Otro refrán sentencia que nunca llueve a gusto de todos. Muchos agricultores han visto mermadas o perdidas sus cosechas por falta de agua en las fechas propicias. A cambio, no se ha suspendido ninguna procesión en Semana Santa. En cuanto a la Feria del Libro de Madrid, da igual en qué fechas se convoque: siempre llueve. Nos adentramos, pues, en el verano con alguna defensa adicional contra los incendios. Pero no hace falta ser profeta para saber que acabarán llegando. De ahí que este número de Quercus esté tan centrado en el fuego.

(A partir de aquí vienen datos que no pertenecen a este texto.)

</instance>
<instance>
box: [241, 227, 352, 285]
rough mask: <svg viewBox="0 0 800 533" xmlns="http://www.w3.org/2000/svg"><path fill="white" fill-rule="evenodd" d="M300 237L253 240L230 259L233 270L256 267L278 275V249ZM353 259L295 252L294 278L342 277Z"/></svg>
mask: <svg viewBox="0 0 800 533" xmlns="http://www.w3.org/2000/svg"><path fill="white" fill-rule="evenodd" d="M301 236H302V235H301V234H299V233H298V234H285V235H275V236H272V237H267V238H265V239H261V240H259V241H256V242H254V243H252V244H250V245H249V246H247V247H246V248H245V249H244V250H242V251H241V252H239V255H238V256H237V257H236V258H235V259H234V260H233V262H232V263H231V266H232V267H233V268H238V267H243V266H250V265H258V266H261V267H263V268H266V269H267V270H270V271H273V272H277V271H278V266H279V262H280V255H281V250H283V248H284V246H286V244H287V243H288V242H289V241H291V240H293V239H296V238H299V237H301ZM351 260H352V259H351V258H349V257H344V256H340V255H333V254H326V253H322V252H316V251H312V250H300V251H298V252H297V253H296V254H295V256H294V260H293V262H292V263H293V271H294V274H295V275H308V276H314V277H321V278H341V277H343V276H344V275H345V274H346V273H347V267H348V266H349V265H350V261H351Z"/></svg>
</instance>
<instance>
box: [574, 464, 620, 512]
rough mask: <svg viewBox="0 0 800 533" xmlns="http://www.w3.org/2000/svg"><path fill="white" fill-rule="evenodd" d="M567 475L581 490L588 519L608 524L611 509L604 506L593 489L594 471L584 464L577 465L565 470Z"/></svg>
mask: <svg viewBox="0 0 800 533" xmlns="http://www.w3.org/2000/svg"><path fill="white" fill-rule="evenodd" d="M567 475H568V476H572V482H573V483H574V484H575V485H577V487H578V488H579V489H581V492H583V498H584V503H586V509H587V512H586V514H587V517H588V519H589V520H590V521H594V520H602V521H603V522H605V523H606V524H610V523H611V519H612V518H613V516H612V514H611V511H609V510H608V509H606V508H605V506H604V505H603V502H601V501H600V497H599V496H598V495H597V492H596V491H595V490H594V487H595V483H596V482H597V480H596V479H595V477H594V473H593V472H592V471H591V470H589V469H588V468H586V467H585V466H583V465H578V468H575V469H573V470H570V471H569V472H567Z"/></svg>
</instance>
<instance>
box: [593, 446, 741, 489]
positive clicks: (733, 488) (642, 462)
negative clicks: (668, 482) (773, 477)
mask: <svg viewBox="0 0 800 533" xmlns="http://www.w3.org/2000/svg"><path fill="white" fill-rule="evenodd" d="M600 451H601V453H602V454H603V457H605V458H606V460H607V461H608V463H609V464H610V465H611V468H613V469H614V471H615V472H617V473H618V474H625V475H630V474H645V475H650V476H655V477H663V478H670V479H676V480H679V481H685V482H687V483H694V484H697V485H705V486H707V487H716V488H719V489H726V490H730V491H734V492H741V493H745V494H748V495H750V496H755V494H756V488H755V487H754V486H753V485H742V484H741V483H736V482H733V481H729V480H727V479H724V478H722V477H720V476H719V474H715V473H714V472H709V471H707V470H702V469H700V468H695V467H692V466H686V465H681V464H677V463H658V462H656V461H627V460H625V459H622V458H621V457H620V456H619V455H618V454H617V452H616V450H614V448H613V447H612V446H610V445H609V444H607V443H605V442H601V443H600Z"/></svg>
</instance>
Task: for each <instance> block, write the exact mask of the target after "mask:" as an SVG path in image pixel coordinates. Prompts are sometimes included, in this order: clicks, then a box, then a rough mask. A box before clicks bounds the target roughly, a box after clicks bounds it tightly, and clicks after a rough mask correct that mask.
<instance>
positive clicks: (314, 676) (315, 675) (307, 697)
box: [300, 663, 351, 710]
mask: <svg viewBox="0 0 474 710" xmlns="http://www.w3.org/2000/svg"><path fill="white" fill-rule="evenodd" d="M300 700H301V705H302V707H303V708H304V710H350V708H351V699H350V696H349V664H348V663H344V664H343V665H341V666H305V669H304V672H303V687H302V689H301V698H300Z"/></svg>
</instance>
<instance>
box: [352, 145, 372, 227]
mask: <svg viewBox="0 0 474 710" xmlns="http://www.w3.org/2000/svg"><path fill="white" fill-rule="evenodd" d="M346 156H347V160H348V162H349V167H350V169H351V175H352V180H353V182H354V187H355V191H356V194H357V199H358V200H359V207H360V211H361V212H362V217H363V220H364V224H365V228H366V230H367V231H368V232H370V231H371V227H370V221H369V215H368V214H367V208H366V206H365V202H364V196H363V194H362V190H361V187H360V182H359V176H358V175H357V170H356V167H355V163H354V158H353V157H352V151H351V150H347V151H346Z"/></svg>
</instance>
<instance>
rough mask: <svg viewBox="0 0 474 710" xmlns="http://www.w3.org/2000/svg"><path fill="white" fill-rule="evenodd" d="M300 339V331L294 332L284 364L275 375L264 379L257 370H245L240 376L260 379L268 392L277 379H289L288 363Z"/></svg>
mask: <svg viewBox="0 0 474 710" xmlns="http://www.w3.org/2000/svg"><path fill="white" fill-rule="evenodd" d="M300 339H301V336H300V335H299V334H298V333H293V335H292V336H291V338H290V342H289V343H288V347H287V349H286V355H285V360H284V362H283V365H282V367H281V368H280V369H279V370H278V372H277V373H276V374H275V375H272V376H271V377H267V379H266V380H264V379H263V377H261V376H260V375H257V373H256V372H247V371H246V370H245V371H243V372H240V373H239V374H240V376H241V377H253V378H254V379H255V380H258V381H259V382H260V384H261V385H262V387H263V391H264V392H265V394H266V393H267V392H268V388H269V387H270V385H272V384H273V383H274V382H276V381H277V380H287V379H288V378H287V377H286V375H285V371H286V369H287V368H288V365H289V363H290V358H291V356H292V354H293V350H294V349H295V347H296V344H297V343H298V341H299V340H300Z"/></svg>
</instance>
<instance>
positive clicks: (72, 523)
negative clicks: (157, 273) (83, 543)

La primera conclusión es que no hay dos incendios iguales, pues son múltiples las variables que intervienen en cada suceso. De lo que se deduce que tampoco hay una solución única. Deben estudiarse los casos particulares antes de tomar decisiones sobre cómo prevenirlos y, una vez declarados y extinguidos, qué hacer con la madera quemada y cuál es el mejor procedimiento para recuperar el terreno perdido. ¿Perdido? No necesariamente. El fuego es un agente dinamizador desde el origen de los tiempos. Otra cosa son los incendios provocados, por descuido, por venganza o por idiotez. O, peor todavía, los incendios recurrentes. Pero cuando se producen de forma espontánea, están ya “descontados” como diría un economista.
En nuestro país, las zonas quemadas parece que se recuperan bastante bien en plazos de tres a cinco años, según hablemos de la región atlántica o de la mediterránea, e incluso pueden beneficiar a ciertas especies en detrimento de otras, no sólo vegetales, sino también animales. No hay más que ver el artículo firmado por tres investigadores catalanes que han estudiado el impacto sobre los caracoles terrestres de un incendio que tuvo lugar en el Parque Natural de Sant Llorenç del Munt i l’Obac (Barcelona) en el verano de 2003 (págs. 18-24). Lo que han encontrado casi veinte años después es bastante sorprendente. Como también lo es el resultado de un trabajo de la Estación Biológica de Doñana sobre pinares andaluces incendiados: algunas especies de hormigas y abejas podrían verse favorecidas por el fuego (pág. 25). La fauna invertabrada, menos visible y valorada, siempre se reserva bazas con las que no contamos. El colofón lo pone Xiomara Cantera, responsable de prensa en el Museo Nacional de Ciencias Naturales, con una síntesis sobre el problema de los incendios en la que recoge las opiniones de ocho expertos en silvicultura, ecología y edafología (págs. 26-32).
Una de las claves es el abandono del campo, el éxodo rural. El sector agrario ha pasado demasiado rápido de un modelo extensivo y disperso a otro intensivo y concentrado. La sucesión vegetal se ha puesto en marcha para recuperar la superficie arrebatada durante siglos de ocupación y explotación, de manera que hay mucha más biomasa disponible, mucho más combustible. Esto no es malo de por sí, como se escucha a menudo junto a ese latiguillo de que “hay que limpiar el monte”. Otra cosa es que los acontecimientos se ajusten a nuestros intereses. Sin agricultores ni ganaderos, el escenario ha cambiado mucho. Así que ahora no nos enfrentamos solamente al fuego, sino a incendios gigantescos, reiterados, devastadores y muy difíciles de controlar. Eso sí que no lo tenía previsto, ni “descontado”, la naturaleza.